Then I went to the meeting at nine.
Then I went to a meeting at ten. I learned there (I had some hints of this previously but hadn’t paid much attention) that an “administrative reconfiguration” is going on that would mean that the Writing Program would no longer have its own office. That freaked me. I can’t imagine the Writing Program without its own office. As long as the Writing Program has been the Writing Program it has had its own office. True, the turn over of staff in the WP has been enormous; still you get to know people after a while, and if you have a problem, you can go over and get some help getting it fixed, and when you walk in the office door people know who you are.
Soon we will have no office and therefore no office door to walk into and no faces on the other side that know you. Well, they may know you–but whoever they are they will be very, very busy.

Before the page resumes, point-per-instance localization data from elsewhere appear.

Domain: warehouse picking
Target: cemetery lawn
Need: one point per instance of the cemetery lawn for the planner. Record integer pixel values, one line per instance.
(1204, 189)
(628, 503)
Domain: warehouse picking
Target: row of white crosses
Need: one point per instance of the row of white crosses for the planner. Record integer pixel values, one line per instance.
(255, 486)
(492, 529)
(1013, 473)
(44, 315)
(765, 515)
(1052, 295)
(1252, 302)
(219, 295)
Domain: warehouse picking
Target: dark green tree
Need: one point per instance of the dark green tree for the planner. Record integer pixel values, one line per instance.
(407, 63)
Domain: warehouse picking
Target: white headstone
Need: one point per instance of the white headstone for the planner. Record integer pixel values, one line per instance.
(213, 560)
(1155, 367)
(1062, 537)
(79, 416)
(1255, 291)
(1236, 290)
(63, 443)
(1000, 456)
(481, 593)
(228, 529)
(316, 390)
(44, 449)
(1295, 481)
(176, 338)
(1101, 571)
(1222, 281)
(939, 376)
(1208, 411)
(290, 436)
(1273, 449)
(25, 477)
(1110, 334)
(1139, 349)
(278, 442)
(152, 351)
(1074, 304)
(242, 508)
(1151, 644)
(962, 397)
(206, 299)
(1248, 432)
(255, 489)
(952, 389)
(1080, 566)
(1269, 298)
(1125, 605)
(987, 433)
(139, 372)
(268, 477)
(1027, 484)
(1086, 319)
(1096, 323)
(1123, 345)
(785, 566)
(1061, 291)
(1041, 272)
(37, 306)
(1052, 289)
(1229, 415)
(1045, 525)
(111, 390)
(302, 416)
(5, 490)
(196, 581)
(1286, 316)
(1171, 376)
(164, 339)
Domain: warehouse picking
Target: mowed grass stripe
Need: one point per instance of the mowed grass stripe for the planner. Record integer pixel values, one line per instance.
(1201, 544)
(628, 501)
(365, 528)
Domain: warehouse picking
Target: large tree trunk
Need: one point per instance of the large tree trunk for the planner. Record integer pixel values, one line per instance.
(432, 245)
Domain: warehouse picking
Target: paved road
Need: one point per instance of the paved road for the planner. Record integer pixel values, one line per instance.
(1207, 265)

Because the plan is to consolidate the “administrative” aspects of the English Department (which is huge), and the Linguistics Department, and the Philosophy Department, and the lowly Writing Program in ONE office.
I wonder what the hell they will call this office; maybe the HUGE office. Sure as heck one will not get that little bit of personal touch one got in the Writing Program Office. Because sure as heck there will be fewer people in that one Huge Office than there were distributed among those four smaller offices. After all, this consolidation of offices is aimed at saving money–and would not have occurred had it not been for the ongoing financial crunch.
So some staff will be fired.
And the Writing Program will not have its own office, or dedicated administrative staff, or mail room.
This is set to happen next fall.
I left that meeting feel a little strange and light headed, perhaps from having my blood drawn.